The study “A primary care-based asthma program improves recognition and treatment of persistent asthma in inner-city children compared to routine care,” was published recently in the Journal of Asthma.

“An estimated 7 million children in the U.S. have asthma and almost half are poorly controlled,” said Dr Karen Warman, associate professor of clinical pediatrics at Albert Einstein College of Medicine, in a news release. “Our study highlights that asthma severity is under-recognized and under-treated during routine care, and access to a dedicated asthma program can improve both assessment and treatment, which could ultimately improve quality of life and decrease hospitalizations and cost.”
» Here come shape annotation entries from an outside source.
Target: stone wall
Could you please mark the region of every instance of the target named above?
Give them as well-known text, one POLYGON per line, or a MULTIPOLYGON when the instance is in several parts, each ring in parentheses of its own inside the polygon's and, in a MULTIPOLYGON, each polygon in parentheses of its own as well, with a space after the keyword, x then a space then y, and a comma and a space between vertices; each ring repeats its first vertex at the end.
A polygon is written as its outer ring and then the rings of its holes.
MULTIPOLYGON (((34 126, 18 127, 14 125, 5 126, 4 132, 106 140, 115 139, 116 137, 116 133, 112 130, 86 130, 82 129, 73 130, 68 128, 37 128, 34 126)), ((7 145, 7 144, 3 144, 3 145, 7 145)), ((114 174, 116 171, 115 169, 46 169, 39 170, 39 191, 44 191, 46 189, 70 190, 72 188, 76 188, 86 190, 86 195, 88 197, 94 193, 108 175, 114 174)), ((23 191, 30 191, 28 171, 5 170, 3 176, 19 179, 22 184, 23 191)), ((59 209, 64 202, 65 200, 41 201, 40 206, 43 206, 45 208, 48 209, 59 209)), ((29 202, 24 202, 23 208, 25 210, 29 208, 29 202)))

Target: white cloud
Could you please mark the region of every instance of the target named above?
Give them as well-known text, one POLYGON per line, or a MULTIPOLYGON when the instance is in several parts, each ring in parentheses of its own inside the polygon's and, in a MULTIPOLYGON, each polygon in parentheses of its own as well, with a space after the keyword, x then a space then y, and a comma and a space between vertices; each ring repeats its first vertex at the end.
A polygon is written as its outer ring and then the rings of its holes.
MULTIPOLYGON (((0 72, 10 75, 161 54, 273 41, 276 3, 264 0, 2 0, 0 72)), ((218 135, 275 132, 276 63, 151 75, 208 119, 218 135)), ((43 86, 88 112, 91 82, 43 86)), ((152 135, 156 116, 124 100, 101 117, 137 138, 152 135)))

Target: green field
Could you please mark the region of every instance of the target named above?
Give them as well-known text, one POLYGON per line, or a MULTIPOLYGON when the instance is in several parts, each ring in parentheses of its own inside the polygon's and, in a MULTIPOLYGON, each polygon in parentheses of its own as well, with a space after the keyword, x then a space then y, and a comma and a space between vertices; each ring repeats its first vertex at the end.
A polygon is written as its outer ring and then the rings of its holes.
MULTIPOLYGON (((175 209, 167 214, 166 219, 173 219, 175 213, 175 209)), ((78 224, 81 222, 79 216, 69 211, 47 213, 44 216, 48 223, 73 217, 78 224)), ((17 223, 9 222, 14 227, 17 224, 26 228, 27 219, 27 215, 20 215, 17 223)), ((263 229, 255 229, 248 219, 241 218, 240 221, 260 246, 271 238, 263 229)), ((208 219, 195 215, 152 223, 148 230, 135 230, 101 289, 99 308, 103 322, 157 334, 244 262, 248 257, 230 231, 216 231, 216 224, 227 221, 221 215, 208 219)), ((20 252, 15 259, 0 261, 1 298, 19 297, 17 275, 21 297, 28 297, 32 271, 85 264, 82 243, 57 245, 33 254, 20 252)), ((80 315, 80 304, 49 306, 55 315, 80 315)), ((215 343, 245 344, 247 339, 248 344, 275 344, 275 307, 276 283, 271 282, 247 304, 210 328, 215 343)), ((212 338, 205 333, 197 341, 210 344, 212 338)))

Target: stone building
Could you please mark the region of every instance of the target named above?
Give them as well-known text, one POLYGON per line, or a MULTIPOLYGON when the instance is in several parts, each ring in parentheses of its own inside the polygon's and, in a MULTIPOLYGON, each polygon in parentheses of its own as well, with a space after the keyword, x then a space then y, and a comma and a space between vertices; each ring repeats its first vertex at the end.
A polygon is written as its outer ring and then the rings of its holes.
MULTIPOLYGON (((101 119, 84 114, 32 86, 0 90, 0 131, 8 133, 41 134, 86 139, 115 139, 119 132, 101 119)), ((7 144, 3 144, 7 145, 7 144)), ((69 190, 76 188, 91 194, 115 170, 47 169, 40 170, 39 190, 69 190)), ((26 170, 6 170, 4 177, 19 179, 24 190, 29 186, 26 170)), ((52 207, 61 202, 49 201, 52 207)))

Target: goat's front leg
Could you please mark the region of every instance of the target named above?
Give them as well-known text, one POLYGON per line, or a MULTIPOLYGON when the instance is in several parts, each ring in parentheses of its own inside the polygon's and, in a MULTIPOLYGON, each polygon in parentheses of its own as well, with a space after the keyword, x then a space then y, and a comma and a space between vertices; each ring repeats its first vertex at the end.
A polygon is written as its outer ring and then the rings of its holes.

The Expert Panel Report 3 (EPR-3): Guidelines for the Diagnosis and Management of Asthma – Full Report, 2007 recommended classifying asthma severity based upon impairment (symptoms, rescue medication use, and lung function) and risk (need for oral steroids). Asthma severity is the basis for beginning long-term medication plans.

The EPR-3 severity classification criteria differs from much earlier guidelines because it includes additional questions for impaired activity and rescue medication use. It also includes modifications to criteria used to interpret spirometry results and classify asthma severity.